Digital methods is a term
<https://wiki.digitalmethods.net/Dmi/MoreIntro> employed
as a counter-point to virtual methods, which typically digitize existing
methods and port them onto the Web. Digital methods, contrariwise, seek to
learn from the methods built into the dominant devices online, and
repurpose them for social and cultural research. That is, the challenge is
to study both the info-web as well as the social web with the tools that
organize them. There is a general protocol to digital methods. At the
outset stock is taken of the natively digital objects that are available
(links, tags, threads, etc.) and how devices such as search engines make
use of them. Can the device techniques be repurposed, for example by
remixing the digital objects they take as inputs? Once findings are made
with online data, where to ground them? With more online data?


About the Summer School

The Digital Methods Summer School, founded in 2007 together with the
Digital Methods Initiative, is directed by Professor Richard Rogers, Chair
in New Media & Digital Culture at the University of Amsterdam. The Summer
School is one training opportunity provided by the Digital Methods
Initiative (DMI). DMI also has a Winter
School<https://wiki.digitalmethods.net/Dmi/WinterSchool>,
which includes a mini-conference, where papers are presented and responded
to. Winter School papers are often the result of Summer School projects.
The Summer School is coordinated by two PhD candidates in New Media at the
University of Amsterdam, or affiliates. This year the coordinators are
Michael Stevenson and Simeona Petkova both of the University of Amsterdam.
The Summer School has a technical staff as well as a design staff. The
Summer School also relies on a technical infrastructure of some nine
servers hosting tools and storing data. Participants bring their laptops,
learn method, undertake research projects, make reports, tools and graphics
and write them up on the Digital Methods wiki. The Summer School concludes
with final presentations. Often there are guests from non-governmental or
other organizations who present their issues. For instance, Women on
Waves<http://www.womenonwaves.org/> came
along during the 2010 and Fair Phone <http://www.fairphone.com/> to the
2012 Summer School. Digital Methods people are currently interning at
Greenpeace International and the Global Reporting
Initiative<https://www.globalreporting.org/Pages/default.aspx>
.

Previous Digital Methods Summer Schools, 2007-2012,
https://wiki.digitalmethods.net/Dmi/DmiSummerSchool.

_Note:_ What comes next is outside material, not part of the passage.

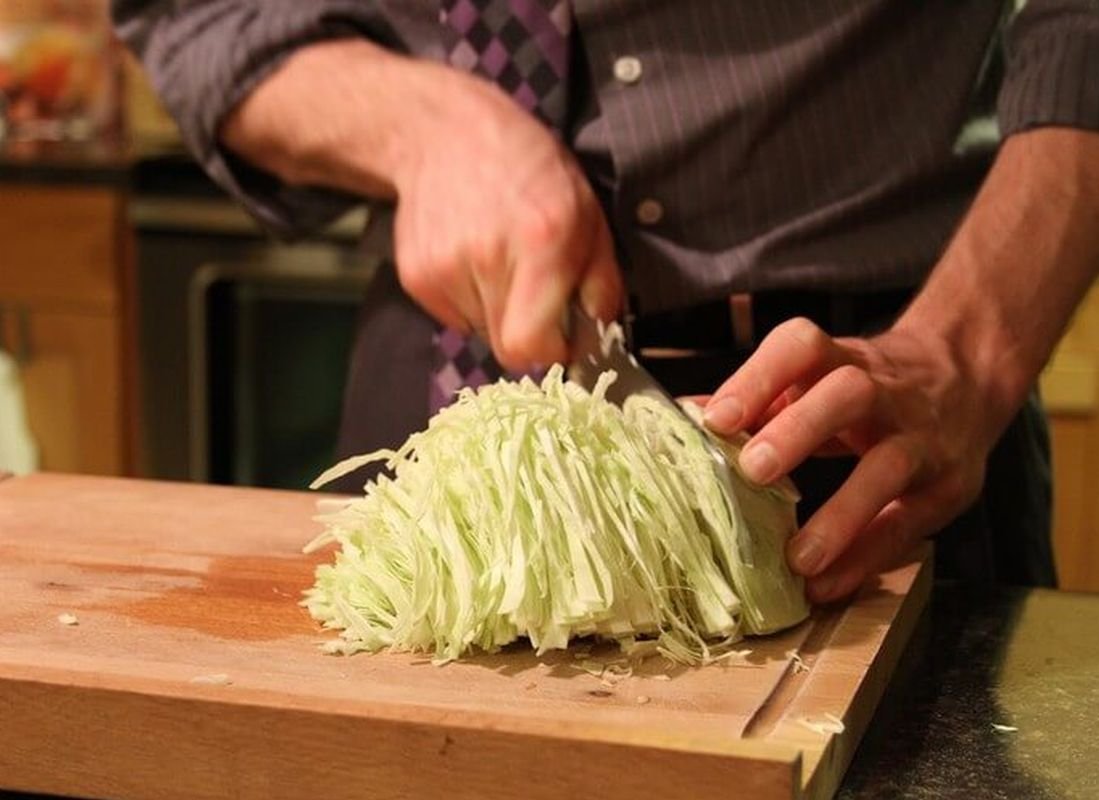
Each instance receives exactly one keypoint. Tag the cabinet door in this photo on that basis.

What's it like? Digital Methods Summer School flickr stream
2012<http://www.flickr.com/photos/silvertje/sets/72157630494878374/with/7535233512/>


The Digital Methods Initiative was founded with a grant from the Mondriaan
Foundation, and the Summer School is supported by the Center for Creation,
Content and Technology (CCCT), University of Amsterdam, organized by the
Faculty of Science with sponsorship from Platform Beta.


Applications and fees

To apply for the Digital Methods Summer School 2013, please send a one-page
letter explaining how digital methods training would benefit your current
work, and also enclose a CV. Mark your application "DMI Training
Certificate Program," and send to info [at] digitalmethods.net. The regular
deadline for applications for the Summer School is 25 April. Notices will
be sent on 26 April. Please address your application email to the Summer
School coordinators, info [at] digitalmethods.net. Informal queries may be
sent to Simeona, simeona [at] digitalmethods.net or Natalia, natalia [at]
digitalmethods.net

The Summer School costs EUR 295 per person. Accepted applicants will be
informed of the bank transfer details upon notice of acceptance to the
Summer School. The fee must be paid by 24 May 2013.